Beneath the half-lacerating, half-ludicrous surface of “Getting On,” for which Metcalf is nominated for Lead Actress (Comedy), Jenna and head nurse Dawn Forchette (Alex Borstein) wrestle with demons that assume, in stretches, a more doleful complexion. In “Am I Still Me?,” the doctor’s unhappiness bursts through her defenses, or attempts to, and the through line in Metcalf’s performances becomes clear.

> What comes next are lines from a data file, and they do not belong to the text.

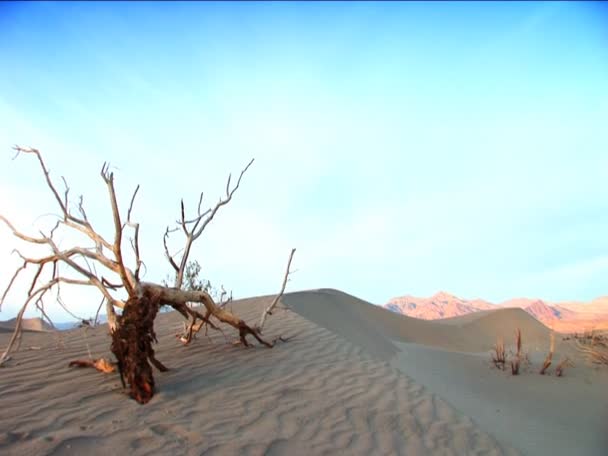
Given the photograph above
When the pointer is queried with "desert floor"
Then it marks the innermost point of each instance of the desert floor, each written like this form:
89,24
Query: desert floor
353,379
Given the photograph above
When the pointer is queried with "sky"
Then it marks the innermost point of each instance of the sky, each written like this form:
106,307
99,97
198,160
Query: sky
401,148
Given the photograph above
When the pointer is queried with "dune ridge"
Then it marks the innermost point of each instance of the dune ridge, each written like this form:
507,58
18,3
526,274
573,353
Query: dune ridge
354,379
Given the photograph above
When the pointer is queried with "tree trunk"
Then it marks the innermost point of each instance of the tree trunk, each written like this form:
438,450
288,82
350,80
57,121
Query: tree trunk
132,345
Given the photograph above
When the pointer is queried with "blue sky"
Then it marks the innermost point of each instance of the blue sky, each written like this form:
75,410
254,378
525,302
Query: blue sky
402,148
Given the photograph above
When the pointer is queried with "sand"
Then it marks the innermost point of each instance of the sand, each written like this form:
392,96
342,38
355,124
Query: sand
355,379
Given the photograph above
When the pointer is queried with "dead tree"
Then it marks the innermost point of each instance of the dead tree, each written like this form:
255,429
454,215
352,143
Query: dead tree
102,265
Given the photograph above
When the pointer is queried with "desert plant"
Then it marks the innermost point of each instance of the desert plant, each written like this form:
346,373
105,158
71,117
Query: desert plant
549,357
516,362
499,357
102,264
559,370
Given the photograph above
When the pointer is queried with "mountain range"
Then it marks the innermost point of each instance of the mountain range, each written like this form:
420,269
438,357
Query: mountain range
562,317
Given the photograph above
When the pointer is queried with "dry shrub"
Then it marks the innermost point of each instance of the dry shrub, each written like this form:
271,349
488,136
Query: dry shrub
549,357
515,364
499,357
559,370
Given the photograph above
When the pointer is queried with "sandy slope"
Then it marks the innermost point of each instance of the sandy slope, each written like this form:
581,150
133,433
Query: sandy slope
538,415
319,393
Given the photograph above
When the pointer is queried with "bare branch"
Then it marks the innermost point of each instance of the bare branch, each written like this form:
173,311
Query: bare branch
167,254
201,222
81,225
128,282
269,309
10,284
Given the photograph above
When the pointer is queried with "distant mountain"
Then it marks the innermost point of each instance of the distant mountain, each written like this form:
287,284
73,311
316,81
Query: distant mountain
563,317
38,324
29,324
440,305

Like Sarah, stopping up the full force of her shame even as she admits it, Jenna, faced with her mother’s death and the loss of her symposium’s top prize, swirls around the waiting room, lost, curling her mouth so tight she nearly chokes on her grief. When she welcomes the conferees a little later, the actress interprets Jenna’s greeting—”I don’t even know who I am anymore!”—as a strained and guttural cry, its comedy streaked with pathos: Metcalf is, in essence, a master of the disappearing act, unearthing her characters’ reserves of emotion by showing us how they’re buried.

But Metcalf’s most extraordinary feat, in “Getting On” and “Horace and Pete,” may be to grasp the twists and turns in Sarah and Jenna’s lives as if they were her own—and as an older woman fighting to be seen in Hollywood’s cruel culture, perhaps they are. Commanding our attention, yet too often out of view, it’s fitting that Metcalf, always underappreciated, should find in this pair of disappearing acts two first-rate, and forthright, performances. “When he talked to me, he looked right at me,” as Sarah says of her lover, and in the able hands of Laurie Metcalf, there’s no temptation to turn away.